Boost logo

Boost :

Subject: Re: [boost] [string] Realistic API proposal
From: Artyom (artyomtnk_at_[hidden])
Date: 2011-01-28 08:58:53


> > 3. It allows to use std::string meanwhile under the hood as storage
> > giving high efficiency when assigning boost::string to std::string
> > when the implementation is COW (almost all implementations with
> > exception of MSVC)
>
> COW implementations of std::string are not allowed anymore starting with
>C++0x.
>
>

Shame, I still have a little hope that n2668 would be reverted back.

> > 4. It is full unicode aware
> > 5. It pushes "UTF-8" idea to standard C++
> > 6. You don't pay for what you do not need.
>
> What am I paying for?

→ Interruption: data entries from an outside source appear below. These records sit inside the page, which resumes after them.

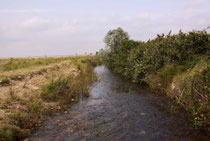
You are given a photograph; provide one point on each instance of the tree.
(114, 37)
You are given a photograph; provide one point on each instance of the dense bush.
(136, 59)
(173, 64)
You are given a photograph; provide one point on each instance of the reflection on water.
(118, 111)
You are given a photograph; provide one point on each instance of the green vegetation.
(177, 65)
(27, 114)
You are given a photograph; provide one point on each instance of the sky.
(67, 27)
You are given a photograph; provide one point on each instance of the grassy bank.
(25, 113)
(177, 65)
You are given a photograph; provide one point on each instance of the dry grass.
(40, 89)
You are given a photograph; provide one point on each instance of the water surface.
(118, 110)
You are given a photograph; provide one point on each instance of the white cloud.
(12, 11)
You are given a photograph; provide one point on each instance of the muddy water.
(118, 111)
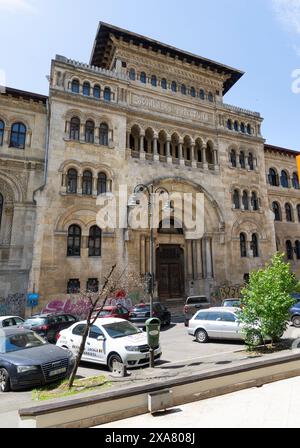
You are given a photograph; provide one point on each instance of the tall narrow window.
(89, 131)
(95, 242)
(103, 134)
(254, 246)
(277, 211)
(86, 90)
(236, 200)
(289, 250)
(74, 241)
(87, 183)
(96, 91)
(251, 161)
(245, 200)
(72, 181)
(102, 183)
(1, 132)
(289, 213)
(75, 86)
(243, 245)
(107, 94)
(18, 136)
(75, 129)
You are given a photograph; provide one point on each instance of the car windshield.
(35, 322)
(121, 329)
(17, 342)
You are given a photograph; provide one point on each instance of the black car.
(49, 325)
(27, 360)
(141, 313)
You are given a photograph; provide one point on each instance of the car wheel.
(296, 321)
(201, 336)
(4, 380)
(112, 359)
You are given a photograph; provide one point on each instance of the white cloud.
(17, 6)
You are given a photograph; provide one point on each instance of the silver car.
(216, 323)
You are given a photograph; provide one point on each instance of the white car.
(10, 321)
(109, 340)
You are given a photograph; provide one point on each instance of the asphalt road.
(177, 347)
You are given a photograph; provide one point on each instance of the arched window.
(233, 159)
(277, 211)
(1, 208)
(86, 90)
(74, 241)
(174, 86)
(95, 242)
(90, 131)
(96, 91)
(75, 87)
(243, 245)
(143, 77)
(289, 250)
(284, 179)
(289, 213)
(1, 132)
(103, 134)
(236, 200)
(102, 183)
(107, 94)
(132, 74)
(273, 178)
(254, 202)
(242, 160)
(18, 136)
(254, 246)
(297, 249)
(295, 178)
(251, 161)
(164, 84)
(154, 81)
(72, 181)
(75, 129)
(87, 183)
(245, 200)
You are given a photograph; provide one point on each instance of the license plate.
(58, 372)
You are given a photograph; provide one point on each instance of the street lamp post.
(140, 189)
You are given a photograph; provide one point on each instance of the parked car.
(117, 312)
(110, 340)
(49, 325)
(141, 313)
(232, 303)
(10, 321)
(218, 323)
(194, 304)
(27, 360)
(295, 314)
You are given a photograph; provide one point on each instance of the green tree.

I don't see how I gain anything.
>

You don't pay on validation of the UTF-8 especially when 99% of uses
of the string are encoding-agnostic.

> >
> > #ifdef C++0x
> > typedef char32_t const_code_point_type;
> > #else
> > typedef unsigned const_code_point_type;
> > #endif
>
> Just define boost::char32 once (depending on BOOST_NO_CHAR32_T) and use
> that instead of putting ifdefs everywhere.
> (that's what boost/cuchar.hpp does in my library)
>

Good point

>
> > // UTF validation
> >
> > bool is_valid_utf() const;
>
> See, that's what makes the whole thing pointless.

Actually not, consider:

   socket.read(my_string);
   if(!my_string.is_valid_utf())
      ....

> Your type doesn't add any semantic value on top of std::string,
> it's just an agglomeration of free functions into a class. That's a terrible
>design.
> The only advantage that a specific type for unicode strings would bring is
>that it could
> enforce certain useful invariants.
>

You don't need to enforce things you don't care 99% of cases.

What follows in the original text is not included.